Google Released Gemma-4 Four Days Ago. We Already Made It 1.72× Faster.

Community Article Published April 7, 2026

At Thoughtworks, we build inference optimization tools for production LLM deployments. Gemma-4-31B was released on April 2. By April 6, we had a trained EAGLE3 draft head that speeds up inference by 1.72× — without changing the model or its outputs. But Gemma-4 isn't a standard transformer: its hybrid sliding-window + full-attention architecture breaks every existing speculative decoding pipeline. Getting it to work required fixing three bugs in the serving stack and solving a dual-KV-cache memory leak.


Speculative Decoding in 60 Seconds

If you're already familiar with speculative decoding and EAGLE3, skip to the Results section below.

LLM inference is memory-bandwidth bound, not compute-bound. Your GPU spends most of its time loading model weights from memory, not doing math. Speculative decoding exploits this idle compute: a small draft model proposes multiple tokens cheaply, then the full target model verifies them all in a single forward pass — the same cost as generating one token normally.

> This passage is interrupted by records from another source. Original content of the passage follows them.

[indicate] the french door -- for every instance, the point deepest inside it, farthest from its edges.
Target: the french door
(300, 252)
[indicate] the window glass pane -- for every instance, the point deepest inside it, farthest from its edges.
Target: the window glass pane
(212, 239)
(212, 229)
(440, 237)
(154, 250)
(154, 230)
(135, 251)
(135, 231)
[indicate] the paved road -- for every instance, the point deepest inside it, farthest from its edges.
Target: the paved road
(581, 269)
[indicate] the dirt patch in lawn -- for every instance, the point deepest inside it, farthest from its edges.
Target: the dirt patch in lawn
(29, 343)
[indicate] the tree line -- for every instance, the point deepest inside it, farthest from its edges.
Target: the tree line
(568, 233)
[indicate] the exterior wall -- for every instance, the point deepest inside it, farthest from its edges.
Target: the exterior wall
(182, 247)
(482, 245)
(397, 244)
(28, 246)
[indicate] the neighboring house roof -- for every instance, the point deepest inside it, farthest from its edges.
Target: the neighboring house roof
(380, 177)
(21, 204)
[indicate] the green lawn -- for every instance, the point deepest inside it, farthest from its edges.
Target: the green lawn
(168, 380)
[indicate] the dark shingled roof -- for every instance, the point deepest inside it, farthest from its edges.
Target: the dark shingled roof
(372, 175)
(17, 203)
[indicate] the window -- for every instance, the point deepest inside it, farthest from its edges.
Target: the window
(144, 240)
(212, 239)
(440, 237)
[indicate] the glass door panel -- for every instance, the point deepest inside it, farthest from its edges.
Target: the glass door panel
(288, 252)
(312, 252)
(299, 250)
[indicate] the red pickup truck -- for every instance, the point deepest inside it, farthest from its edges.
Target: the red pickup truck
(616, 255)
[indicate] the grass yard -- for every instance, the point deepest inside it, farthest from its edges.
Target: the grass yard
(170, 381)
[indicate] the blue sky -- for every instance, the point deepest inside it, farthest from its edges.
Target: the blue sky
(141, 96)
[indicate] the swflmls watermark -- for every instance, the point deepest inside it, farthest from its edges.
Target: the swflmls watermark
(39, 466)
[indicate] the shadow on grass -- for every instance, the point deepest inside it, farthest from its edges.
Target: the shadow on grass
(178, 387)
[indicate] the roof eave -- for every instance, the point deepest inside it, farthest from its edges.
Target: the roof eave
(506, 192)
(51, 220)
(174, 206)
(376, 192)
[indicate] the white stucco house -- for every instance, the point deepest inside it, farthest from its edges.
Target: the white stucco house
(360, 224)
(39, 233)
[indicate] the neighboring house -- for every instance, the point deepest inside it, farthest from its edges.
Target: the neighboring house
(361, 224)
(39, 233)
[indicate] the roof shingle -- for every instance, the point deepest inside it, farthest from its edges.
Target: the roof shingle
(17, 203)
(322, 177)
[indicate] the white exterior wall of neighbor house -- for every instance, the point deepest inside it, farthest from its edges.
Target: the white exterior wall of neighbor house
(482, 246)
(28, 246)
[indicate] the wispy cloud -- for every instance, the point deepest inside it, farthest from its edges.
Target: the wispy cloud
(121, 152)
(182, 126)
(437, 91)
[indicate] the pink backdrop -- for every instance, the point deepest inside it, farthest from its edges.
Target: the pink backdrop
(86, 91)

The output is mathematically identical to what the target model would produce without speculation. This is a guarantee from the accept/reject algorithm, not an approximation.

01-decoding-comparison

EAGLE3 (NeurIPS 2025) trains a specialized draft head that conditions on the target model's own internal representations from three points — early, middle, and late layers — rather than being an independent smaller model. This makes the draft much better at predicting what the target would say. The draft head is tiny (~277 MB) and co-deploys on the same GPU.

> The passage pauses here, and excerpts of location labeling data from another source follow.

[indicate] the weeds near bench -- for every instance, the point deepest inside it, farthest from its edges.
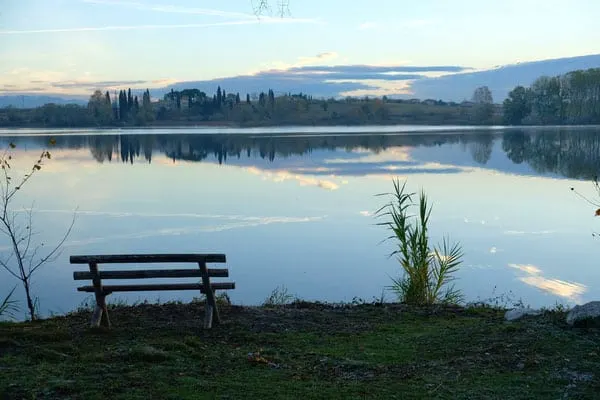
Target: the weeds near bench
(280, 296)
(427, 271)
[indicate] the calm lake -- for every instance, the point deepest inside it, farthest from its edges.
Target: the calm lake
(294, 206)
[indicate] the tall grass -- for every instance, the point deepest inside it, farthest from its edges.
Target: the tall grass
(427, 271)
(8, 307)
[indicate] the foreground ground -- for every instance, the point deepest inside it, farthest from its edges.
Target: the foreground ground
(300, 351)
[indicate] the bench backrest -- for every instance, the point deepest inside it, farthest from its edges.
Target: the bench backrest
(100, 315)
(201, 259)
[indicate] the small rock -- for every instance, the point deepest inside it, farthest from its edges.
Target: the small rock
(518, 313)
(587, 312)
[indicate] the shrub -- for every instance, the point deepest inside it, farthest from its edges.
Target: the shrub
(427, 271)
(8, 307)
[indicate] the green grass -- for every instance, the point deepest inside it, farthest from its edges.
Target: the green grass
(303, 350)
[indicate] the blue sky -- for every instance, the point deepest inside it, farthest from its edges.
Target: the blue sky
(71, 46)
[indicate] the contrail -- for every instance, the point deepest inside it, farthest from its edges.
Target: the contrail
(152, 27)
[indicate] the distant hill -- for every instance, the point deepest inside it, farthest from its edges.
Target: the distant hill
(30, 101)
(458, 87)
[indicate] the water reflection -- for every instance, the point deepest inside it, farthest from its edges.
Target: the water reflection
(533, 276)
(564, 152)
(298, 210)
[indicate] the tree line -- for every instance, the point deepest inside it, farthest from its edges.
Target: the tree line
(572, 98)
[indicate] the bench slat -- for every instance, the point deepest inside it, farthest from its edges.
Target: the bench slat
(147, 258)
(158, 273)
(159, 287)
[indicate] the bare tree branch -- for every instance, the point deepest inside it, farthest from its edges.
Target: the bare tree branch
(23, 249)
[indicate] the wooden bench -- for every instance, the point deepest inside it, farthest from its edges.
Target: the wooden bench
(100, 315)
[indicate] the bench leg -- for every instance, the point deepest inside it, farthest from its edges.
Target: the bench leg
(100, 315)
(211, 311)
(208, 316)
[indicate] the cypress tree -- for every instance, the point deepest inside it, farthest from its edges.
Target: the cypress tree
(129, 100)
(122, 105)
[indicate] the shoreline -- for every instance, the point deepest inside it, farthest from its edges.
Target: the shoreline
(307, 350)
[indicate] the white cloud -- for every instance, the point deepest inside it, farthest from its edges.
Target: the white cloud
(395, 26)
(365, 26)
(167, 8)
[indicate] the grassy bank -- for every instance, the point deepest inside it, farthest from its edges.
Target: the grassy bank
(303, 350)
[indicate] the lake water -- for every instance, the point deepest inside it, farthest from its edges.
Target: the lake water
(293, 206)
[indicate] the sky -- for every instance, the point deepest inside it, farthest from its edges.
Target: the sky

For a deeper dive on how speculative decoding works, the accept/reject rule, and the math behind the speedup curve, see our previous post on EAGLE3 for GLM-4.7-Flash.


Results

We are releasing thoughtworks/Gemma-4-31B-Eagle3 — to our knowledge, the first publicly available EAGLE3 draft head for the Gemma-4 architecture.

All benchmarks: single-user (B=1), temperature 0, CUDA graphs enabled, TP=2, server-side Prometheus metrics.

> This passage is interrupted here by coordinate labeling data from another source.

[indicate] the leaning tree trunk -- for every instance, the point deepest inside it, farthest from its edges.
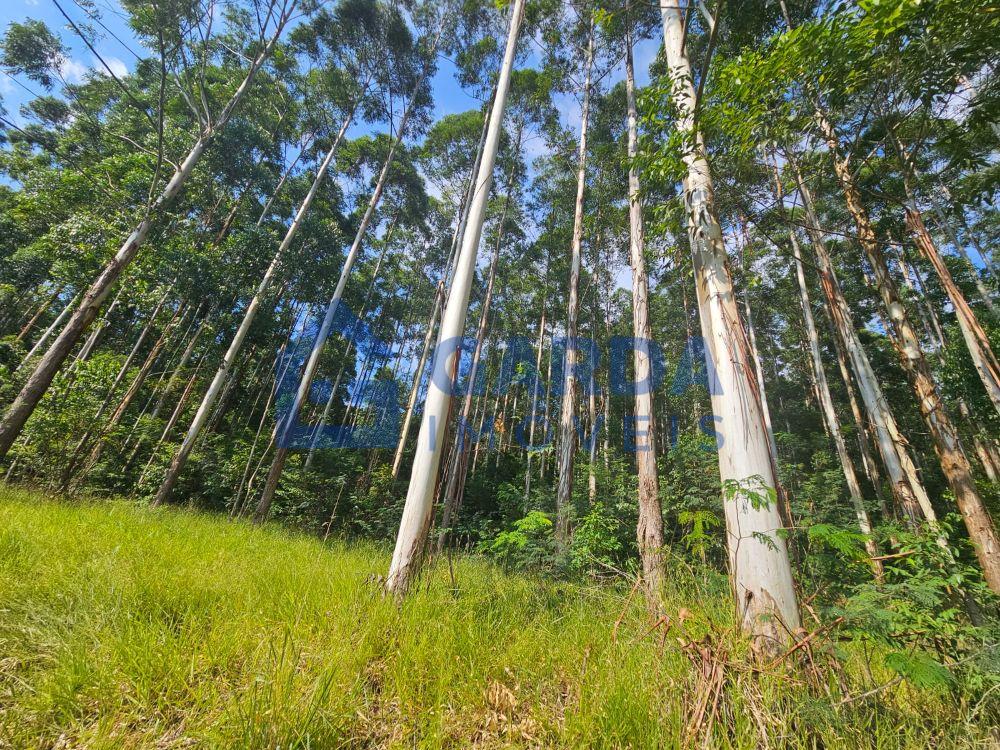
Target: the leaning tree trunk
(460, 450)
(312, 365)
(758, 557)
(26, 328)
(830, 414)
(567, 430)
(415, 523)
(223, 373)
(903, 478)
(954, 463)
(649, 530)
(40, 380)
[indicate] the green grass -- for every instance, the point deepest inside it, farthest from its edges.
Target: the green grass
(124, 627)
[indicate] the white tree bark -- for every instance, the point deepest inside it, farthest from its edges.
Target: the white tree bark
(312, 364)
(759, 565)
(649, 530)
(250, 314)
(40, 380)
(567, 430)
(893, 447)
(415, 522)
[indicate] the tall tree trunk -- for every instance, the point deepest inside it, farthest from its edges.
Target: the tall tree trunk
(312, 364)
(26, 328)
(830, 413)
(567, 429)
(84, 440)
(40, 380)
(452, 496)
(758, 557)
(539, 345)
(222, 374)
(43, 339)
(893, 447)
(649, 530)
(417, 511)
(133, 390)
(954, 463)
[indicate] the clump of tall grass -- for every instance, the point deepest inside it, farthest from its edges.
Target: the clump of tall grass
(122, 626)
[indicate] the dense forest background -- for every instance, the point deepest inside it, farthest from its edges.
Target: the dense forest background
(258, 230)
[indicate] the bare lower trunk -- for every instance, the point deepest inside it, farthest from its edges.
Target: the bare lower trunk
(40, 380)
(567, 429)
(26, 328)
(649, 530)
(893, 447)
(976, 340)
(222, 374)
(282, 434)
(460, 451)
(417, 511)
(954, 463)
(758, 558)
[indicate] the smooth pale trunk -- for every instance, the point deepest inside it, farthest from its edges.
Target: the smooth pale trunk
(903, 477)
(71, 462)
(649, 530)
(534, 408)
(567, 429)
(416, 518)
(133, 390)
(26, 328)
(460, 450)
(397, 459)
(222, 374)
(312, 364)
(317, 433)
(758, 558)
(830, 413)
(976, 340)
(47, 333)
(286, 362)
(954, 463)
(40, 380)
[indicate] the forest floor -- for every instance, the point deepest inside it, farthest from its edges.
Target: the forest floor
(126, 627)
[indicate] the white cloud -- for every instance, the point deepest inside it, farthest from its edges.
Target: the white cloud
(73, 70)
(119, 68)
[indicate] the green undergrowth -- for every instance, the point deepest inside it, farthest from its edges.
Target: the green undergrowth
(125, 627)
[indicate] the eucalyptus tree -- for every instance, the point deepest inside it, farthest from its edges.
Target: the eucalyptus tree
(759, 564)
(352, 43)
(412, 64)
(279, 13)
(570, 33)
(417, 511)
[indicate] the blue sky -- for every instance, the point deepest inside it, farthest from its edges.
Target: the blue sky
(118, 47)
(120, 55)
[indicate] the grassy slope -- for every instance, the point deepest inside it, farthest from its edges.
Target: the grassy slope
(125, 627)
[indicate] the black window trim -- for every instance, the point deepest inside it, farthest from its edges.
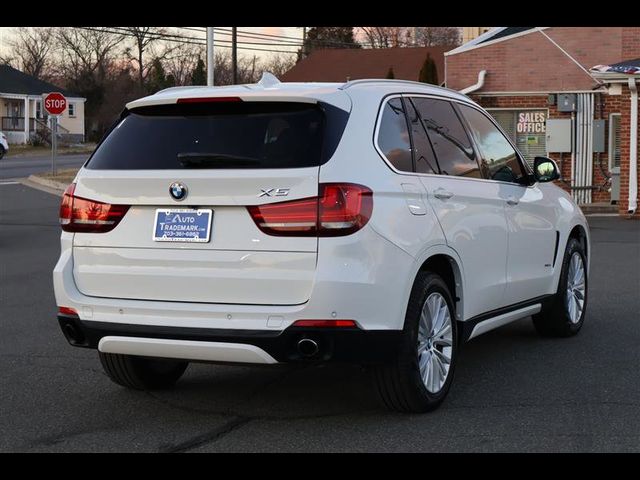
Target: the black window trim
(407, 99)
(454, 101)
(321, 105)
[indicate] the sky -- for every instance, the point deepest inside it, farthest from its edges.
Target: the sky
(295, 32)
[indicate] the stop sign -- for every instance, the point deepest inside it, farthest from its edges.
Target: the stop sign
(55, 103)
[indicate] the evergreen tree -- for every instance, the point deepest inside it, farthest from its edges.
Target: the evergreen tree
(428, 72)
(199, 74)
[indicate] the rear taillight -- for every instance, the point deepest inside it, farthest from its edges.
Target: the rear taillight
(82, 215)
(340, 209)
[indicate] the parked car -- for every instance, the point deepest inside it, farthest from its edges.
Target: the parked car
(378, 222)
(4, 145)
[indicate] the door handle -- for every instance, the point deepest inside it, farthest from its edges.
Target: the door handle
(442, 194)
(413, 197)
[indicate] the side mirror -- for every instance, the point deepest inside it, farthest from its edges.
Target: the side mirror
(545, 169)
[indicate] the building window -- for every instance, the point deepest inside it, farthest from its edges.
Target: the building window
(526, 128)
(614, 141)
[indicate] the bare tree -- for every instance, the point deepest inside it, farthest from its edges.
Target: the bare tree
(86, 51)
(384, 37)
(181, 62)
(432, 36)
(30, 48)
(279, 64)
(144, 53)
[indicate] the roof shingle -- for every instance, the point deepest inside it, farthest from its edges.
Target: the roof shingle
(340, 65)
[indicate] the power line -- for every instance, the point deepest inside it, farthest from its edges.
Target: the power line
(258, 35)
(181, 39)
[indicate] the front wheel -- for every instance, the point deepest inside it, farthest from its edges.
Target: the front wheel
(419, 378)
(142, 373)
(565, 316)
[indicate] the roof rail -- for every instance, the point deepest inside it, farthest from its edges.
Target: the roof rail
(181, 87)
(351, 83)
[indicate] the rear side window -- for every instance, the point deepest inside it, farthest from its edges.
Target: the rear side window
(499, 160)
(450, 141)
(393, 136)
(222, 135)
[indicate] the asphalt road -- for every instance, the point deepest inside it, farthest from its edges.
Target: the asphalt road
(513, 391)
(23, 166)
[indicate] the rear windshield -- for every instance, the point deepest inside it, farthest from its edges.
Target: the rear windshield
(222, 135)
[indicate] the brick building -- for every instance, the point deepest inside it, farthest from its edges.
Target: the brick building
(538, 85)
(343, 64)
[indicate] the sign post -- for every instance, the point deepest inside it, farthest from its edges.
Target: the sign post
(54, 104)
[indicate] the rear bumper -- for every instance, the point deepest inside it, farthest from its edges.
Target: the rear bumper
(232, 345)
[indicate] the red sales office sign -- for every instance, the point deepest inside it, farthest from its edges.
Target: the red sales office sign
(54, 103)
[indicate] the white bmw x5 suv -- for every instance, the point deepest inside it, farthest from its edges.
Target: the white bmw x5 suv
(378, 222)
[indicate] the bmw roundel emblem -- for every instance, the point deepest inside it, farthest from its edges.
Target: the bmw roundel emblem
(178, 191)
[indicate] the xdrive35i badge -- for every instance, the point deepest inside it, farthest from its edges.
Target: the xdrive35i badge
(178, 191)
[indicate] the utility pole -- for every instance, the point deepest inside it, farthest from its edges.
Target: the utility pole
(210, 56)
(234, 54)
(304, 39)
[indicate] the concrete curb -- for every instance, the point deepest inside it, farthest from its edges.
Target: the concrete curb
(45, 182)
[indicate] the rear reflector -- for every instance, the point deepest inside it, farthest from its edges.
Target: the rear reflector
(340, 209)
(82, 215)
(326, 323)
(67, 311)
(209, 99)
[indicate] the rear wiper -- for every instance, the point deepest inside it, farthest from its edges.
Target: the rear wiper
(215, 160)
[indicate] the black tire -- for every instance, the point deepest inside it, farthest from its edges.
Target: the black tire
(142, 373)
(399, 383)
(555, 319)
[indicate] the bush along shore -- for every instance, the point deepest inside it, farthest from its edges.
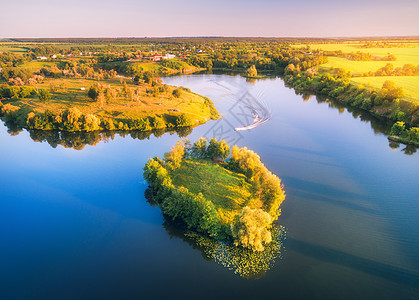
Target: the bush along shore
(228, 197)
(22, 112)
(384, 103)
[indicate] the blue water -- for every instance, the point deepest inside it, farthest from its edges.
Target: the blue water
(75, 223)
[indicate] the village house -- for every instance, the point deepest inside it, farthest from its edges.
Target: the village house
(169, 56)
(155, 57)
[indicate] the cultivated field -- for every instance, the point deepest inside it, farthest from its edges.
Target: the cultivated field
(407, 54)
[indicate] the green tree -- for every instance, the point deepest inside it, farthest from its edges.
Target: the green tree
(252, 72)
(398, 128)
(199, 148)
(251, 229)
(177, 93)
(218, 150)
(93, 92)
(175, 156)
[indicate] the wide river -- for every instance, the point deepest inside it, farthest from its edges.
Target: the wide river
(75, 223)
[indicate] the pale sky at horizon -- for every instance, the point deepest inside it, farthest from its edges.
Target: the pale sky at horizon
(264, 18)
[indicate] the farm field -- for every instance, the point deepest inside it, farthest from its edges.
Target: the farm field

Dataset Baseline (tok/s) EAGLE3 (tok/s) Speedup
MT-Bench 49.7 85.4 1.72×
HumanEval 49.8 73.7 1.48×
SWEBench-Multilingual 48.5 55.4 1.14×
SWEBench-Verified 48.2 50.4 1.05×

02-speedup-bars

Hardware: 8× NVIDIA H200 144GB. Both baseline and EAGLE3 measured at TP=2 with CUDA graphs enabled — a fair apples-to-apples comparison. TP=2 is required because Gemma-4's 42 Q-heads are not divisible by 4. Draft head: 277 MB, co-deployed on the same GPUs.

Training acceptance rate: acc_0 = 0.75–0.82. Inference acceptance rates vary by dataset: MT-Bench (conversational) shows the highest speedup; SWEBench (code-heavy, less predictable token sequences) shows the lowest.

Training Configuration

Parameter Value
Framework SpecForge (PyTorch), SGLang backend
Hardware 8× H200 (TP=4 for target model, DP=2)
Dataset 54K mixed (ShareGPT 45% / UltraChat 35% / PerfectBlend 20%)
Epochs 3
Learning rate 5e-5
max_length 1024
TTT (tree training tokens) 7
Training time ~117 minutes
Checkpoint size 277 MB

Why Gemma-4 Is Different

Most EAGLE3 work targets standard dense transformers (Llama, Qwen) or MoE models (GLM-4.7-Flash, MiniMax). Gemma-4-31B is neither — it's a hybrid-attention dense model with two fundamentally different layer types:

  • 50 sliding-window layers: 16 KV heads, head_dim=256, window=1024
  • 10 global attention layers: 4 KV heads, head_dim=512, V=K (no separate v_proj)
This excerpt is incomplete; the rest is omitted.